As Luna 16 skimmed over the eastern highlands of the moon on the 20th, the retrorocket of the 1,880 kg craft blasted and Luna 16 began to fall. First, the main engines blasted for 267 sec, using about 75% of fuel remaining, to kill all forward motion. This was a big burn, 1,700 m/sec. The critical stage had begun. Luna 16 was now over flat lowlands. Sophisticated radar and electronic gear scanned the surface, measuring the distance and the rate of descent. After the ‘dead stop’ engine burn, Luna 16 was in free fall, coming down at 215 m/sec, until six minutes later it was at 600 m. Then the main engine blasted again. At 20 m, a point detected by Doppler – sounding gamma rays, the retrorocket cut off and small vernier engines came into play. At 2 m, sensing the nearness of the surface, these too cut out, the intention being to achieve a landing speed of 2.5 m/sec or 9km/hr. Luna 16 dropped silently to the airless surface, bouncing gently on its four landing pads. It was down, safe and sound, on the Sea of Fertility, 100 km from crater Webb. The flat and stony ground was marked only by a few small craters, even if they were not visible during the descent, because Luna 16 had landed in darkness. This and subsequent soil-sampling missions carried stereo cameras of the type carried by Luna 13, so the quality of images should have been very good. The purpose of the cameras was to help to guide the operators of the drill and for such night landings floodlights were carried.

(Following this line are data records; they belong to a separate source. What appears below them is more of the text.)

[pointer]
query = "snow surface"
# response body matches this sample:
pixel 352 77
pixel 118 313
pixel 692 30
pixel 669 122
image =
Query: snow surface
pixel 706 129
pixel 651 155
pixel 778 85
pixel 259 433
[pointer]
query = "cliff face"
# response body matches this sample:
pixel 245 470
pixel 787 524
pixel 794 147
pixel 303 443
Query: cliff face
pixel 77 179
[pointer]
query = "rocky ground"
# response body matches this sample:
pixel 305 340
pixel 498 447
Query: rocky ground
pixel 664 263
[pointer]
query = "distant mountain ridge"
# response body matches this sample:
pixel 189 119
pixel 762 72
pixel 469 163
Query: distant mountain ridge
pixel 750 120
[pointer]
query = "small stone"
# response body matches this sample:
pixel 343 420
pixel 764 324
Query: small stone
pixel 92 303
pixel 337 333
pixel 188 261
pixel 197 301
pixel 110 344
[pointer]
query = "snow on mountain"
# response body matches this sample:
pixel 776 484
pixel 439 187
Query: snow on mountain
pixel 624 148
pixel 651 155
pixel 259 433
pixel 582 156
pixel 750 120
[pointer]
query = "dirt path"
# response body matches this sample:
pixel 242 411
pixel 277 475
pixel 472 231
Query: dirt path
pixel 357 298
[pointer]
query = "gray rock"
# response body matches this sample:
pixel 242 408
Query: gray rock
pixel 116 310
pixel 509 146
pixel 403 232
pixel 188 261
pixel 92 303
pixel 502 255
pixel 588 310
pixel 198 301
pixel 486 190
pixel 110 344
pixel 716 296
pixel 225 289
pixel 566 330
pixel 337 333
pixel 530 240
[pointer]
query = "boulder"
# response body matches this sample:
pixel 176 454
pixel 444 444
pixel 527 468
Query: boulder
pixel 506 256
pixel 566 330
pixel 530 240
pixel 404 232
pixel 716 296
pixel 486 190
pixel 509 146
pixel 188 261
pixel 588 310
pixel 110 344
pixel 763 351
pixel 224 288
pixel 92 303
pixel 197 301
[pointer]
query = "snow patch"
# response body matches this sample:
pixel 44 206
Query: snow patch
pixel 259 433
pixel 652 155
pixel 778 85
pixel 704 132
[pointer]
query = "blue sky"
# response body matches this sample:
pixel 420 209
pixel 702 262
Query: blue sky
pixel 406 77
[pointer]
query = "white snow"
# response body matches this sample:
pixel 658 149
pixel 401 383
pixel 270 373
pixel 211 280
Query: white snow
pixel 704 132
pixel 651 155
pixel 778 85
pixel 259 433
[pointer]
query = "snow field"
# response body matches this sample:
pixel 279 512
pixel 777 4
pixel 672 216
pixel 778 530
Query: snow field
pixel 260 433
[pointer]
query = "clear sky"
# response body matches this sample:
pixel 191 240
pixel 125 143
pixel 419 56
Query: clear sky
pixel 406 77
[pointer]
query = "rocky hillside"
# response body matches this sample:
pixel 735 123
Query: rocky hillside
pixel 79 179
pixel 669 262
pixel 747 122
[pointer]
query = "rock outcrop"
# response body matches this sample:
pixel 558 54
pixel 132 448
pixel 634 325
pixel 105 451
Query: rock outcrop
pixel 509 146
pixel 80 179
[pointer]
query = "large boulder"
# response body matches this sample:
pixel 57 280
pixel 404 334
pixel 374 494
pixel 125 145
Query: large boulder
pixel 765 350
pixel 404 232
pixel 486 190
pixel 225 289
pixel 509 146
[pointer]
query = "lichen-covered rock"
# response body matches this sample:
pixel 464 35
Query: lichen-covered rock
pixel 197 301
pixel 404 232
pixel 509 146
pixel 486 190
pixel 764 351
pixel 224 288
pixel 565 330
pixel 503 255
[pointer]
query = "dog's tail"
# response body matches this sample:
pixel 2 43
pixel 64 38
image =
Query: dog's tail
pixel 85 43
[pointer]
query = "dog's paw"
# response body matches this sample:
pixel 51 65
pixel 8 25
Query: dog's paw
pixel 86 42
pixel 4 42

Strong signals were picked up by Western tracking stations. Within hours, the USSR had announced its third soft-landing on the moon – but said no more. The Russians had still not admitted that the intention of the probe was to collect samples.

Meantime, a quarter of a million miles away a 90 cm drill arm swung out from Luna 16 like a dentist’s drill on a support. It swung well clear of the base of the spacecraft, free from any area that might have been contaminated by gases of landing engines. The wrist of the drill had a flexibility of 110° elevation, 180° rotation and was able to drill to 35 cm. The drill head bored into the lunar surface at 500 r. p.m. using electric motors for 7 min and then scooped the grains of soil down to 35 cm deep. There it began to hit rock and, rather than risk damaging the drill, the boring was

terminated and the sample collected and put into the container attached to the drill head. Like a robot in a backyard assembly shop, the drill head jerked upwards, brought itself alongside the small 39 kg spherical recovery capsule, turned it round and pressed the grains into the sealed cabin, which was then slapped shut.